At that slip of her tongue, Mayleen Richards felt herself flushing a bright red. When Mike didn’t cook, they usually ate takeout, but she had tried to make a rice dish last night and had wound up cooking it to mush. She was mortified, but he had laughed and called in an order for Chinese. “They say it will be twenty minutes,” he had said, pulling her to him.
She flushed again at the memory. If Major Bryant picked up on that “either,” though, he didn’t mention it.

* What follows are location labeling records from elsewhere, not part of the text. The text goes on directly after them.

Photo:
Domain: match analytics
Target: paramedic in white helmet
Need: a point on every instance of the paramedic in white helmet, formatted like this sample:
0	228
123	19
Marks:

“It helps that the house is so new,” she said hastily. “Her daughter says she was pretty ruthless about throwing out the old and starting fresh, so there’s not a ton of stuff to go through. Here’s Denning now.” She gave the department’s crime scene specialist a come-on-in wave of her hand. “I’ll search again while he’s working, but if she used a flash drive, we’re talking something about the size of a lipstick.”
“I know,” her boss said with an audible sigh. “But we can’t hold things up forever. Did you tell the daughter that Candace was murdered?”
“No, sir.”
“Good. Wilson and I’ll go speak with her and her dad and tell them we’re finished with the house.”
“Hey, Percy,” Agent Sabrina Ginsburg said, automatically fluffing her shoulder-length blond hair.
“Blondie! My lucky day,” the department’s crime scene specialist said with a big grin. “I’d’ve gotten here quicker if I’d known you were working the house.”
As if, thought Mayleen, sliding her cell phone back into the holder on her belt. Percy Denning was nice, but nerdy. Ginsburg was sweet, though. She talked enough flirty trash with him to send him on down to the master bedroom with a silly grin on his face.